Fetuses Cannot Feel Pain Until 35 Weeks, According To Study

A new study out of England once more affirms the idea that a 20 week gestation fetus is not actually able to feel pain, despite anti-choice claims otherwise.

Via ABC News:

Using EEG, researchers recorded the babies' brain activity in response to pain, comparing their pain responses from a touch and prick on the heels. The findings were published in the journal Current Biology.

"Babies can distinguish painful stimuli as different from general touch from around 35 to 37 weeks gestation -- just before an infant would normally be born," Lorenzo Fabrizi, lead author of the study, said in a statement.

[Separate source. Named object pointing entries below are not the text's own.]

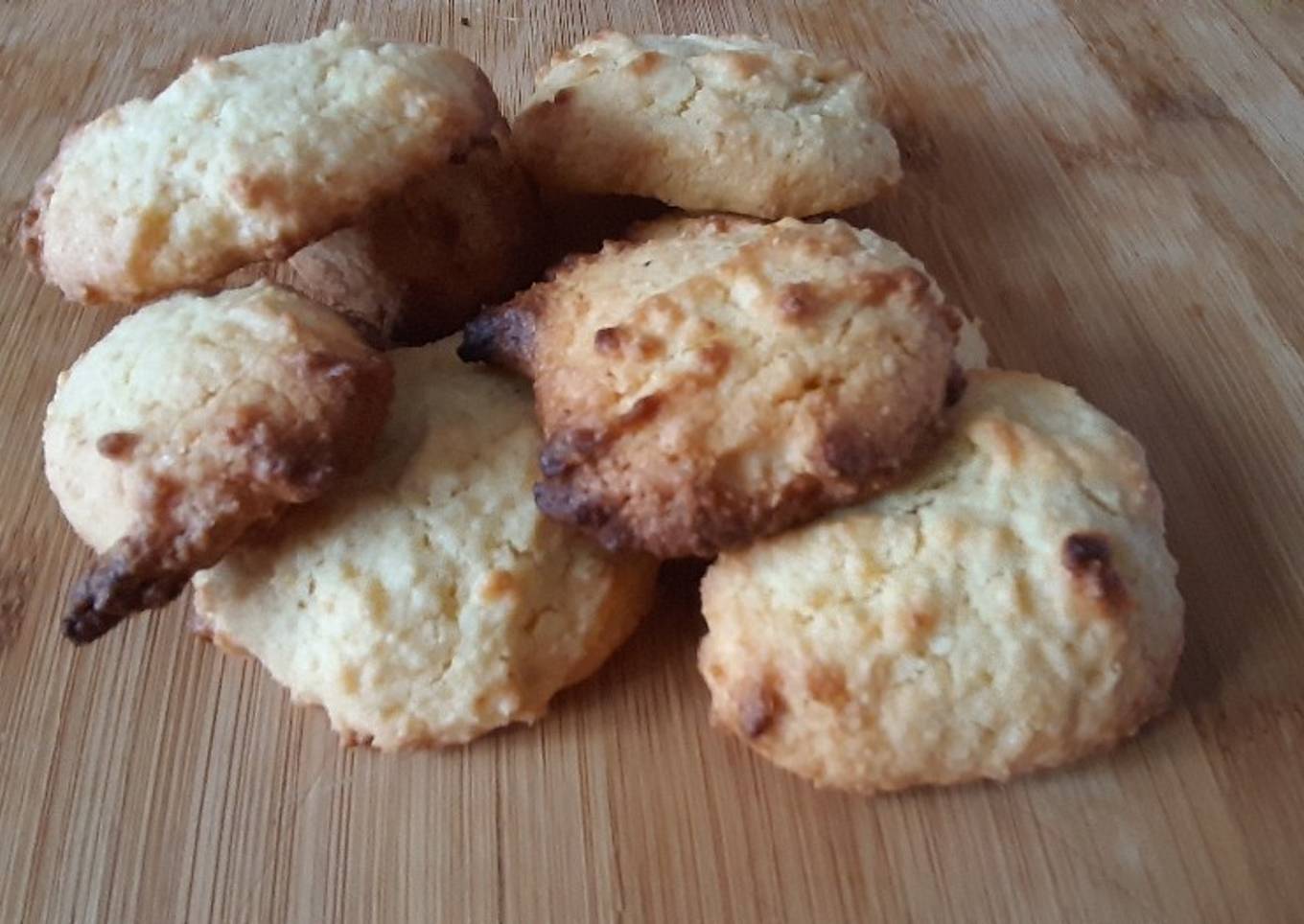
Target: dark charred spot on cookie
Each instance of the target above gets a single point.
(560, 499)
(956, 384)
(568, 449)
(295, 466)
(1089, 558)
(118, 445)
(645, 62)
(827, 684)
(850, 453)
(122, 582)
(503, 336)
(799, 304)
(607, 340)
(757, 709)
(640, 412)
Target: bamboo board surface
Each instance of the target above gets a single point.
(1116, 188)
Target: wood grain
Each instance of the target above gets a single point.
(1114, 187)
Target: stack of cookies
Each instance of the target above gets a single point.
(923, 571)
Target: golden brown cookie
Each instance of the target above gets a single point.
(713, 380)
(246, 158)
(426, 601)
(713, 124)
(1013, 606)
(195, 420)
(419, 265)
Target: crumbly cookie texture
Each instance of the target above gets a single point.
(419, 265)
(1011, 608)
(426, 601)
(712, 380)
(246, 158)
(714, 124)
(196, 420)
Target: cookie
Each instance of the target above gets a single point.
(426, 601)
(246, 158)
(712, 380)
(1013, 608)
(195, 420)
(419, 265)
(713, 124)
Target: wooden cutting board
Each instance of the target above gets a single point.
(1115, 188)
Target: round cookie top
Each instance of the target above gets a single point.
(419, 265)
(1013, 606)
(714, 378)
(193, 420)
(727, 124)
(246, 158)
(427, 601)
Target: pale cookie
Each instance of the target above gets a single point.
(1013, 608)
(246, 158)
(713, 124)
(717, 378)
(195, 420)
(426, 601)
(420, 264)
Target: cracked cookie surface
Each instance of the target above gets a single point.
(713, 124)
(1013, 606)
(712, 380)
(427, 601)
(420, 264)
(196, 420)
(246, 158)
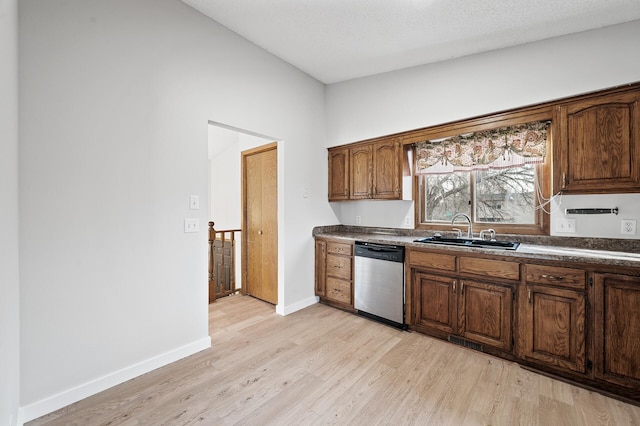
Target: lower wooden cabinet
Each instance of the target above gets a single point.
(577, 322)
(434, 302)
(617, 329)
(485, 313)
(334, 272)
(478, 311)
(553, 326)
(321, 267)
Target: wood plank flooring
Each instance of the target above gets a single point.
(322, 366)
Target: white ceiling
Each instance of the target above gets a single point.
(337, 40)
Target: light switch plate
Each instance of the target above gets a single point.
(194, 202)
(566, 225)
(191, 225)
(628, 227)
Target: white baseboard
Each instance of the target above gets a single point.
(62, 399)
(289, 309)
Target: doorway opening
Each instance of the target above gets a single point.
(225, 147)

The babies, who were 28 to 35 weeks in the womb, showed the same bursts of brain activity for the touch and the heel lance, but babies at more than 35 weeks' gestation had a greater burst of activity in response to the lance than the simple touch.

...

"The findings ... should help inform the pain perception portion of the abortion debate," said Dr. F. Sessions Cole, director of the division of newborn medicine at Washington University School of Medicine at St. Louis. "Although this study specifically addresses brain wave differences between premature and term infants, not fetuses, after [receiving] painful and tactile stimuli, it suggests that brain maturation required for fetal pain perception occurs in late pregnancy, more than 11 weeks after the legal limit for abortion in the United States.

There are currently five states banning abortion prior to viability over an alleged accusation of "fetal pain."